2. Von den 1960er bis in die 1980er Jahre

2.3 1980er Jahre - Umweltbewegung

Auch den ökonomischen Wechselfällen der 70er-Jahre kehrte mit den 80er-Jahren auch in der Energiepolitik eine gewisse Stabilität zurück. Wichtige Ausnahme ist die Kernenergie. Die kostengünstige Alternative zur Verfeuerung von fossilen Energieträgern geriet bereits Anfang der 80er-Jahre in die Kritik von Umweltschützern. Die geplante Aufbereitungsanlage für gebrauchte Brennstäbe im bayerischen Wackersdorf, die Reaktoren in Brokdorf und Mühlheim-Kärlich waren Zielscheibe heftigen Protests von Kernkraftgegnern. Den Unfall im sowjetischen Kernkraftwerk Tschernobyl im April 1986 verstanden viele Umweltschützer als Bestätigung ihrer Ängste vor der Kerntechnologie.

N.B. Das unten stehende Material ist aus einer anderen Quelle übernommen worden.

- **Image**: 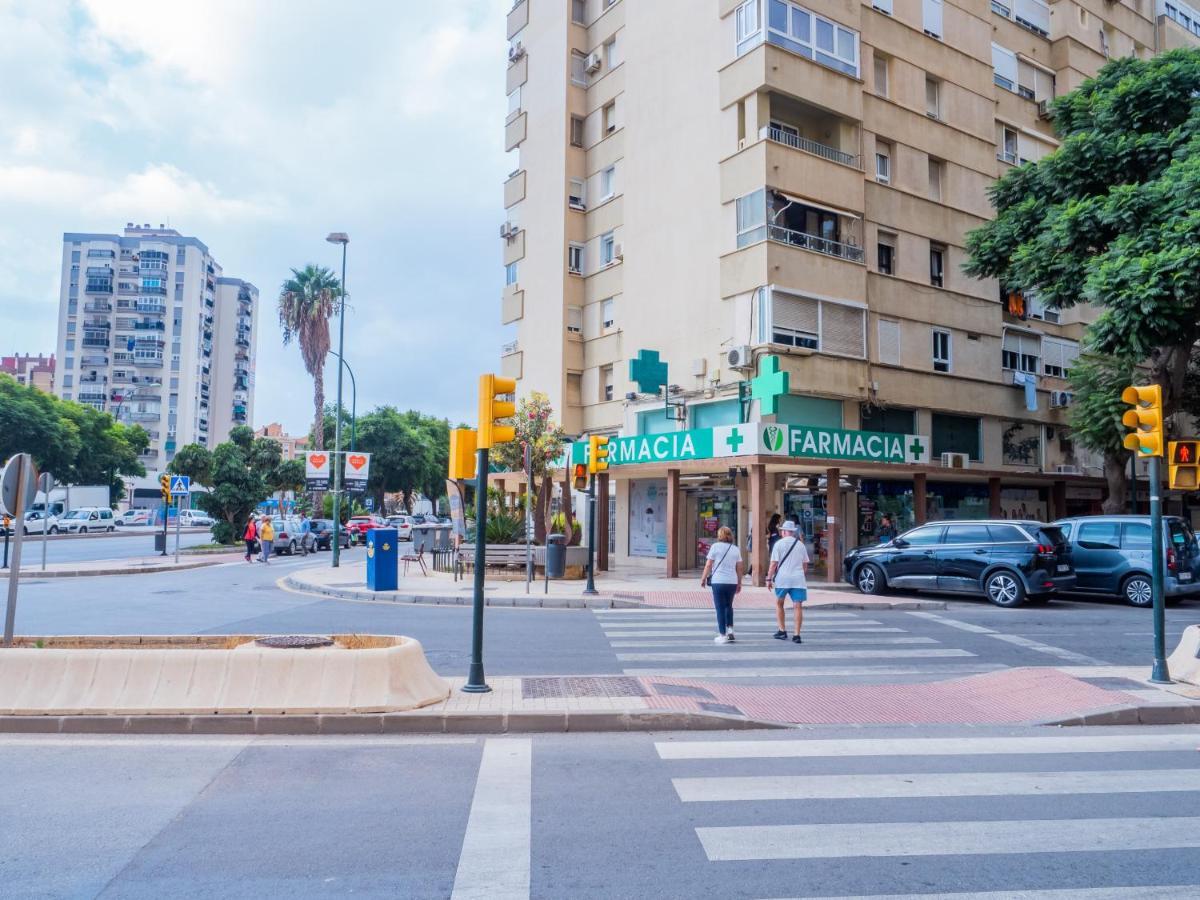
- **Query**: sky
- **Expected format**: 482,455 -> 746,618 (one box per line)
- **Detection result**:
0,0 -> 511,434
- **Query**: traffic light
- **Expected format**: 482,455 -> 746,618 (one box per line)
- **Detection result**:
588,434 -> 608,475
1121,384 -> 1163,456
1166,440 -> 1200,491
476,374 -> 517,450
450,428 -> 475,481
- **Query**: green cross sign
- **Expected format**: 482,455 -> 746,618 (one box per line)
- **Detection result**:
629,350 -> 667,394
750,355 -> 788,415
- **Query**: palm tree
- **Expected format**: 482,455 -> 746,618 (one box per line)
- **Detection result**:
280,263 -> 341,450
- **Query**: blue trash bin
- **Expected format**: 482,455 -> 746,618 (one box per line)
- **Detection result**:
367,528 -> 400,590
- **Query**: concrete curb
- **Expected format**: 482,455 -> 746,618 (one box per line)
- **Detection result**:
0,710 -> 792,734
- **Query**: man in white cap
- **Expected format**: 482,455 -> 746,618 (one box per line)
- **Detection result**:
767,521 -> 809,643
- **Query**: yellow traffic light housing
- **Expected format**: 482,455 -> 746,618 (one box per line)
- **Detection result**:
1121,384 -> 1164,457
449,428 -> 476,481
588,434 -> 608,475
1166,440 -> 1200,491
476,374 -> 517,450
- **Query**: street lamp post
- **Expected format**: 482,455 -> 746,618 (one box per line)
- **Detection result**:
325,232 -> 350,569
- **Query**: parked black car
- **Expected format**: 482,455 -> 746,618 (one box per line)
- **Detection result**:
1055,516 -> 1200,606
844,520 -> 1075,606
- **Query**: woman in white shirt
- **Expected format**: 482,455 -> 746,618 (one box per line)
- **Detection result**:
700,526 -> 745,643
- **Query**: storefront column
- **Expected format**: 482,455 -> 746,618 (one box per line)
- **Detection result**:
988,478 -> 1004,518
750,464 -> 767,588
667,469 -> 683,578
596,472 -> 608,572
826,469 -> 846,583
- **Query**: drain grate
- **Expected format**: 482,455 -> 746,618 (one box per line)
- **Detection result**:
521,676 -> 648,700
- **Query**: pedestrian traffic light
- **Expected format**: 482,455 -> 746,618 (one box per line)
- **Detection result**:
476,374 -> 517,450
449,428 -> 476,481
588,434 -> 608,475
1121,384 -> 1163,456
1166,440 -> 1200,491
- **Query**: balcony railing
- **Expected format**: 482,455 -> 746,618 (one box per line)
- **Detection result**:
767,226 -> 865,263
760,125 -> 859,169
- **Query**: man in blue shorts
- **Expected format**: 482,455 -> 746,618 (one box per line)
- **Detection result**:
767,522 -> 809,643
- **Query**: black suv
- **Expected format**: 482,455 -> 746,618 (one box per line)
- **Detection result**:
844,520 -> 1075,606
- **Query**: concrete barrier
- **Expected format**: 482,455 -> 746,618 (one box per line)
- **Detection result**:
0,635 -> 450,715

Fragen nachhaltigen Wirtschaftens im Energiesektor rückten mit dem Erstarken der Ökologiebewegung immer stärker ins öffentliche Bewusstsein. Der Club of Rome, eine Art Think Tank, dem sich Wissenschaftler weltweit in Form eines Netzwerkes anschlossen, stellte mit dem viel beachteten Buch „Die Grenzen des Wachstums“ Prognosen über die verbleibende Menge an weltweiten Energieressourcen auf. Obgleich sich diese Voraussagen nachträglich als grob unzutreffend erwiesen, wurde die öffentliche Debatte auf das wichtige Thema der Diversifizierung der Energieversorgung gelenkt.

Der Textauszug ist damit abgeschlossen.